Antiviruses detected that their .exe was infected, and they solved it by removing the detection on the antiviruses
> 2015-04-19 PuTTY detected as malware
> We've had several reports recently of anti-virus software reporting PuTTY as malware (under a wide variety of names, often generic). This affects the latest release (0.64) and also the development snapshots (particularly puttygen).
> We believe these are false positives. In those cases where we've been able to contact the vendor (McAfee, Symantec, ClamAV), they have removed the detection.
We've had false-positive AV detections a few times in the last couple years affect an open-source project I'm involved in, it is a massive support burden.
What would you suggest a developer do other than contact the AV vendor to get it sorted out, since they caused the false detection?
What lead you to a different interpretation?
WHEN the sources have been audited, and cleared for any security or other bugs, you may consider compiling them.
That's where the real crux of the problem lies:
You cannot trust software more than you trust your compiler or your interpreter or in general, your processor.
Since big commercial OS providers are KNOWN to be collaborating with the NSA to but backdoors and spy on you in the first place, you cannot have any trust there anyways. Why worry about random binary software on the web, when your base OS is already compromized?

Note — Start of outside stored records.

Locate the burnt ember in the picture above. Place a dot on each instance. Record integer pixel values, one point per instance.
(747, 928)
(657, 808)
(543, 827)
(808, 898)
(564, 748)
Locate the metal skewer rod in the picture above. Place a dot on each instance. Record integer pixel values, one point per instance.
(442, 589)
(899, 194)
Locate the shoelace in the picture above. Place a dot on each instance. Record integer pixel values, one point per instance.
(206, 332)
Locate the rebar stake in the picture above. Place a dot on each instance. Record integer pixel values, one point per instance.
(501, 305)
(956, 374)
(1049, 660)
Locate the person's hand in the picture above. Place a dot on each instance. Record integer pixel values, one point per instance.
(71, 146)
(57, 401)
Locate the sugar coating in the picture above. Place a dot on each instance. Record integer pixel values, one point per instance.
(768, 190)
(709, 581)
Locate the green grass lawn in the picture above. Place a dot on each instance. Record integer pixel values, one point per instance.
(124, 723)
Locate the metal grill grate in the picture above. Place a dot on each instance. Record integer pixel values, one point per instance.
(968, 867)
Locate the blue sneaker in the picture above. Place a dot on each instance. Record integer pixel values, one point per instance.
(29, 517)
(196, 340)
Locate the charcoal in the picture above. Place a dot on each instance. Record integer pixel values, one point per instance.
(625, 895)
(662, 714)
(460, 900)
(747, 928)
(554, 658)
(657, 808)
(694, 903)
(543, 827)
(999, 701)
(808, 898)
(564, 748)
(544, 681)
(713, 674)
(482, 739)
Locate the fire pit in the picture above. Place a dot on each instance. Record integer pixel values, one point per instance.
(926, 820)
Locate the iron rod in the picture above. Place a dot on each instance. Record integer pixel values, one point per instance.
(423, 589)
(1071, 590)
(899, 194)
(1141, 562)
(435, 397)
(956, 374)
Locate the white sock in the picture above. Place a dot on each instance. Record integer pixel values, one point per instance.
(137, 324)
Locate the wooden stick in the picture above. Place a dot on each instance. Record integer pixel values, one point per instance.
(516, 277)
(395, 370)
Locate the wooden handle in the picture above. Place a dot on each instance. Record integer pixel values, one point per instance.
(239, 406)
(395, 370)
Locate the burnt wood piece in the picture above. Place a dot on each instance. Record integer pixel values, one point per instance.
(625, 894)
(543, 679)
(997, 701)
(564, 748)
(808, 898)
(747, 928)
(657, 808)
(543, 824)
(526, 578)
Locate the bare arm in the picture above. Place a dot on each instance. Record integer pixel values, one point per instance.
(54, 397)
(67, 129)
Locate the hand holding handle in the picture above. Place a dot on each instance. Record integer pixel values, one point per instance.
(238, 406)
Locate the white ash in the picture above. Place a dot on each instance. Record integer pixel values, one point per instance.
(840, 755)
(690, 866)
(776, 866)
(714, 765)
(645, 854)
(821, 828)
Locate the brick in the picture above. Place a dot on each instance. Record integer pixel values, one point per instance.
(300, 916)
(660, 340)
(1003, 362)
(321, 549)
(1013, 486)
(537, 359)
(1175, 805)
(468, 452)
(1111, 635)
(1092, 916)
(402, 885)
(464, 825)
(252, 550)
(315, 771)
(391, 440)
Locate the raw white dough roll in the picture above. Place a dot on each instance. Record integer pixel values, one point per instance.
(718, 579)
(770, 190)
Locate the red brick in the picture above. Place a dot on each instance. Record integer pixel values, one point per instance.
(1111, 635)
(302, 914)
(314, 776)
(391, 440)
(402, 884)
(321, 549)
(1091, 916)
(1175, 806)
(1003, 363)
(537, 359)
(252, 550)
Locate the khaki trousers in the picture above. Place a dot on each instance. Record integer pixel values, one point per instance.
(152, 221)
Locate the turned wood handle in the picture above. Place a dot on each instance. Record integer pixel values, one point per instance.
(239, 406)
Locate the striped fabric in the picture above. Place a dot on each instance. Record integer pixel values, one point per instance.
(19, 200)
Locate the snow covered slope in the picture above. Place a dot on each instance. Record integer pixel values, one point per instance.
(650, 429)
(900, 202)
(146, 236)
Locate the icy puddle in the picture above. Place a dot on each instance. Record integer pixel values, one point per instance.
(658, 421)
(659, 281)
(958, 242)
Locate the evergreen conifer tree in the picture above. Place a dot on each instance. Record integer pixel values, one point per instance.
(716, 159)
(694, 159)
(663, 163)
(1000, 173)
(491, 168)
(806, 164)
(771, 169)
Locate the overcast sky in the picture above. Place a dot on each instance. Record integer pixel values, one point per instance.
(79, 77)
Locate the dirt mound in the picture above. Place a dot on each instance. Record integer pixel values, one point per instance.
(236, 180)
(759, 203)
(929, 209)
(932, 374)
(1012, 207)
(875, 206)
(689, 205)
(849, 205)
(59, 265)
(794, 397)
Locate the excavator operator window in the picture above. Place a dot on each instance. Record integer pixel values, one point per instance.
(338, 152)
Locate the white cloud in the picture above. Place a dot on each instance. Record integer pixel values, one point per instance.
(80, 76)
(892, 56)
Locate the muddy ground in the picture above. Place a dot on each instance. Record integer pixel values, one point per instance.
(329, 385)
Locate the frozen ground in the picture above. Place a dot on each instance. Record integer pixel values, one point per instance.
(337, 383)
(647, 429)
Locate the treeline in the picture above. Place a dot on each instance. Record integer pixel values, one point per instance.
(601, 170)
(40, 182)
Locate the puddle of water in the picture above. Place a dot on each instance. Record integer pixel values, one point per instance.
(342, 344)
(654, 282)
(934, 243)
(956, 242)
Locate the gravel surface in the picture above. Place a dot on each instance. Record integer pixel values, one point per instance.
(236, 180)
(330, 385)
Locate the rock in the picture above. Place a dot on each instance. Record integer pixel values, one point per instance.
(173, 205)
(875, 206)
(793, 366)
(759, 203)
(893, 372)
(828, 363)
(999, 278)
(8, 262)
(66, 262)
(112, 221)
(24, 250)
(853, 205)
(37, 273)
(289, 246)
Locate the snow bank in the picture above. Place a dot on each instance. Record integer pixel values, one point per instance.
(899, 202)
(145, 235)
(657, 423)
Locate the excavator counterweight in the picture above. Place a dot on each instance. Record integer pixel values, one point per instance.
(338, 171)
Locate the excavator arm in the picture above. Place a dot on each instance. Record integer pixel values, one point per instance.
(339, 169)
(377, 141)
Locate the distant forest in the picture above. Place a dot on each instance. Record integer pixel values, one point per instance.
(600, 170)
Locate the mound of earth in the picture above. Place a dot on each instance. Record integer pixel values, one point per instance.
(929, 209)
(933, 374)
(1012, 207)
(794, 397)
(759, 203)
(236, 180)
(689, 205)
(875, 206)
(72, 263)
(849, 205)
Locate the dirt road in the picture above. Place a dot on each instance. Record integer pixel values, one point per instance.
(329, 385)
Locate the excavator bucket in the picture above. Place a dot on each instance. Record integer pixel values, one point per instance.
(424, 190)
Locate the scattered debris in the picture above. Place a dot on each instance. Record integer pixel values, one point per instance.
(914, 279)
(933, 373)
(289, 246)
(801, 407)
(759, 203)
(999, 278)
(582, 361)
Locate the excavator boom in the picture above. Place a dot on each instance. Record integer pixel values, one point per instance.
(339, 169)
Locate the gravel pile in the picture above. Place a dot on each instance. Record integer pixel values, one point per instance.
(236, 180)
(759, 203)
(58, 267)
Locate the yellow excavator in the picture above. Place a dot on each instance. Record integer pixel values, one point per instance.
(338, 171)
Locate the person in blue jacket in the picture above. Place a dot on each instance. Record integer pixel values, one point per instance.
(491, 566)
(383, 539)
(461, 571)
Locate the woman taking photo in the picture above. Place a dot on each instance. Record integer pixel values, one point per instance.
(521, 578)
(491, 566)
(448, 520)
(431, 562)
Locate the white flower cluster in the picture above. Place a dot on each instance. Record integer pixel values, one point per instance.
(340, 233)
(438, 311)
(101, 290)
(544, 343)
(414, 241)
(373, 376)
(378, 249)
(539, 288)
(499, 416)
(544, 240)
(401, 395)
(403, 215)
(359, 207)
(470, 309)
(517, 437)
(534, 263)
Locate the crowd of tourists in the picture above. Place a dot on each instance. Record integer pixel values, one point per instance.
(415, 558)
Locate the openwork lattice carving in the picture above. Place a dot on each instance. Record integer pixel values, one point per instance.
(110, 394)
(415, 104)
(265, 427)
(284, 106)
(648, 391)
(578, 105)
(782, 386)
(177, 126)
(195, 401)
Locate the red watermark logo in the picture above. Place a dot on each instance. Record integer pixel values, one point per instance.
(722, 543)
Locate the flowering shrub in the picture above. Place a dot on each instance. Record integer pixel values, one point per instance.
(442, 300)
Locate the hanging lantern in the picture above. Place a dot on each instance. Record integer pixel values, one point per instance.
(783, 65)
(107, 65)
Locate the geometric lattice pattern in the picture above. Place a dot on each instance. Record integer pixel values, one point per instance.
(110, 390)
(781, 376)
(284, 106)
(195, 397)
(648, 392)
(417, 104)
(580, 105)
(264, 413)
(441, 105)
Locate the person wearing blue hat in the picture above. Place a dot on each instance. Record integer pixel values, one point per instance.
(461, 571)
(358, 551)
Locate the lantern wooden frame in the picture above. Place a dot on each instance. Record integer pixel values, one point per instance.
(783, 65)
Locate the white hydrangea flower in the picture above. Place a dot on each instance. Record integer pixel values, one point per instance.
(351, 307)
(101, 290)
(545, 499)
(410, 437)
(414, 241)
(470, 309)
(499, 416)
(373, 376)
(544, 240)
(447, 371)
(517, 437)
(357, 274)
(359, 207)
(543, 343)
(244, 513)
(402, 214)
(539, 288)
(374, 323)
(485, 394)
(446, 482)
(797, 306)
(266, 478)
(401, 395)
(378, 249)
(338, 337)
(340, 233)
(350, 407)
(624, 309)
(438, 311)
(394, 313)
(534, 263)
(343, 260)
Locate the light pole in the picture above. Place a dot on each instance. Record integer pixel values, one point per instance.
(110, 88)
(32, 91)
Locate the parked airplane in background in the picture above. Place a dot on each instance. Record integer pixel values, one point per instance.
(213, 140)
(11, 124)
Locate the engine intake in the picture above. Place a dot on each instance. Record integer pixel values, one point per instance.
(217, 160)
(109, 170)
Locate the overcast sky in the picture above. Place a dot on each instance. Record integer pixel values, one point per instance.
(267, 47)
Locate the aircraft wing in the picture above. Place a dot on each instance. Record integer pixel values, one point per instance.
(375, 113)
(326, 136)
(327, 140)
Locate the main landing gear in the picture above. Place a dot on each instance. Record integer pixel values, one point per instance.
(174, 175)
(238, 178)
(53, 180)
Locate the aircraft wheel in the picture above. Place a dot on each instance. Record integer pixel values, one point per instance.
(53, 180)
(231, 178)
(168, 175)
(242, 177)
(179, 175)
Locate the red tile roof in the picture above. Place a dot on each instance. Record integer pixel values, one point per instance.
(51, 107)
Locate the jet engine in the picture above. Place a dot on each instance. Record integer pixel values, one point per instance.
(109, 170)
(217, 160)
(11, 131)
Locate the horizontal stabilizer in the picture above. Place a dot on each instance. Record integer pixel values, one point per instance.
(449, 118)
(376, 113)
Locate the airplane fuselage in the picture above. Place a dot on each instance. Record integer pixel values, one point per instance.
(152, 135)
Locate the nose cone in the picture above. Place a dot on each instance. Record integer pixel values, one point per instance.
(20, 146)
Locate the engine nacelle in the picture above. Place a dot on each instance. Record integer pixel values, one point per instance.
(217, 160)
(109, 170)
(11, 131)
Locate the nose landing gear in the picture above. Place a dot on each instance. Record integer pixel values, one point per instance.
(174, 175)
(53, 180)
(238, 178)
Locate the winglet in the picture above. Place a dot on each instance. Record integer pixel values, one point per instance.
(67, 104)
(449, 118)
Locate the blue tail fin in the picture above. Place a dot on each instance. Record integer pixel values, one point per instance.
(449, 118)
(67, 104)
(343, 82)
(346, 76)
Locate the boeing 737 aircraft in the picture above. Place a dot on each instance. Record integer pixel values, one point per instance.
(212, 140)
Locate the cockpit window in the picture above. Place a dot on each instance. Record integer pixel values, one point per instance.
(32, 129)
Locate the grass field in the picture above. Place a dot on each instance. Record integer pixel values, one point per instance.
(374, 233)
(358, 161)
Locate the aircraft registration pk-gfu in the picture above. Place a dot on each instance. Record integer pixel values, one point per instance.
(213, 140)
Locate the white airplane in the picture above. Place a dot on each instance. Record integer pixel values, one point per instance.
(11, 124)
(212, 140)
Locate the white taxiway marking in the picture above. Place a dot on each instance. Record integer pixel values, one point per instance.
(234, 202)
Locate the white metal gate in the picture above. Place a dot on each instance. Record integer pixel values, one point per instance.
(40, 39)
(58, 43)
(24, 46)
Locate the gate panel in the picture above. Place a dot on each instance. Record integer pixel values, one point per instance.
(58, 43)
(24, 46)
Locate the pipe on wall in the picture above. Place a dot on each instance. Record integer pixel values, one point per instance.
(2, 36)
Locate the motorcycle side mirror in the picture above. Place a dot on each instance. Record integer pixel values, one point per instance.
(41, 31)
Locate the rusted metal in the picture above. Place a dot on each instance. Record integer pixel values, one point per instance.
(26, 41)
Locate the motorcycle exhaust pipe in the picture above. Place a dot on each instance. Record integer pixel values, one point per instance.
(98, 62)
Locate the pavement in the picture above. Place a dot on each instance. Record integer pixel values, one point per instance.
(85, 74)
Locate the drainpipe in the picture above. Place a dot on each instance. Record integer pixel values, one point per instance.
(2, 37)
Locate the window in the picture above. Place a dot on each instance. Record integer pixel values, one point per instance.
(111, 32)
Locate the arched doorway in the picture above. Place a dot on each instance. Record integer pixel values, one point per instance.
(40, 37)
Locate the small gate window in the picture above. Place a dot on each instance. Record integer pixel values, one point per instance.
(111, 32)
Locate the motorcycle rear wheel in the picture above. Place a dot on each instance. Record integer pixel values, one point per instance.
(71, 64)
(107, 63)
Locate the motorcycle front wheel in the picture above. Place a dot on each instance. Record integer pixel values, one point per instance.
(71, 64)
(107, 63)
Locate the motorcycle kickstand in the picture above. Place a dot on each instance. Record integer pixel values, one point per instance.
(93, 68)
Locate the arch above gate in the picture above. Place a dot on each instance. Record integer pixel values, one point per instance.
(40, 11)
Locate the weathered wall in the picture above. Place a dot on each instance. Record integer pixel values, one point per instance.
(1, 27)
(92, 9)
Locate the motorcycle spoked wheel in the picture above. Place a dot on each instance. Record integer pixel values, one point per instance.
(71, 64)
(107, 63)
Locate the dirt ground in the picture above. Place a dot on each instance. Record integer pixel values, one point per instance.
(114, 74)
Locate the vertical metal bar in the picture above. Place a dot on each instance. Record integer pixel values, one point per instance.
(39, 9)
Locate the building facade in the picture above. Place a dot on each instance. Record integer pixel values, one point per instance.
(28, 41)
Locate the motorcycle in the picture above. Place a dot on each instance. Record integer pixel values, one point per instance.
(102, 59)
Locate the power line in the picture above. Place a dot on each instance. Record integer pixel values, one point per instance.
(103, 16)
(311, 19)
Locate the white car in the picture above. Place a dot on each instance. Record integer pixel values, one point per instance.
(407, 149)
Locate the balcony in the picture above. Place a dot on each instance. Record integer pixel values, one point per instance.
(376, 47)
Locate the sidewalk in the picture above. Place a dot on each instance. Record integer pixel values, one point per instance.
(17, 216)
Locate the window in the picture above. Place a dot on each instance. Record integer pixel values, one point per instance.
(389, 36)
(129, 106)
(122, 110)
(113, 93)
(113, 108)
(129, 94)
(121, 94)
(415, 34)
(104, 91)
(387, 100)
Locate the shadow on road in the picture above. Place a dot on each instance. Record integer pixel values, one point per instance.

Otherwise, you may choose to use hardware that you trust, preferably, that you have built yourself. Alternatively, you may build a computer using triplicate parts from different sources (eg. put an Intel, an Elbrus-4C and a Godsoon, and compare bus traffic. As soon as a difference is detected, raise an exception and abort the process), similarly, put three different network controllers, made in three different countries, and compare output packets. As soon as there's a difference, drop the packets and signal the process. etc.
Once you've got a trustable hardware base, you can build a trustable software layer, using only sources and bootstrapping binaries by hand (with people you trust, preferably yourself), and as indicated in Countering Trusting Trust through Diverse Double-Compiling, http://www.acsa-admin.org/2005/abstracts/47.html
you may implement also at the software level, a similar kind of redundancy that allows you to increase the trust you may have in your bootstrapping chain.
But there is no way out, you have to start from the sources, read them and consider only source code when exchanging software.
Notice that debian is a binary distribution. Gentoo is a source distribution. Gentoo is more trustworthy (but you need to be careful how you bootstrap its installation, which is not easy).
This is why licenses such as the AGPL, and also works to make software higher level and shorter (understandable and therefore trustable by end users) such as Alan Kay's, are important.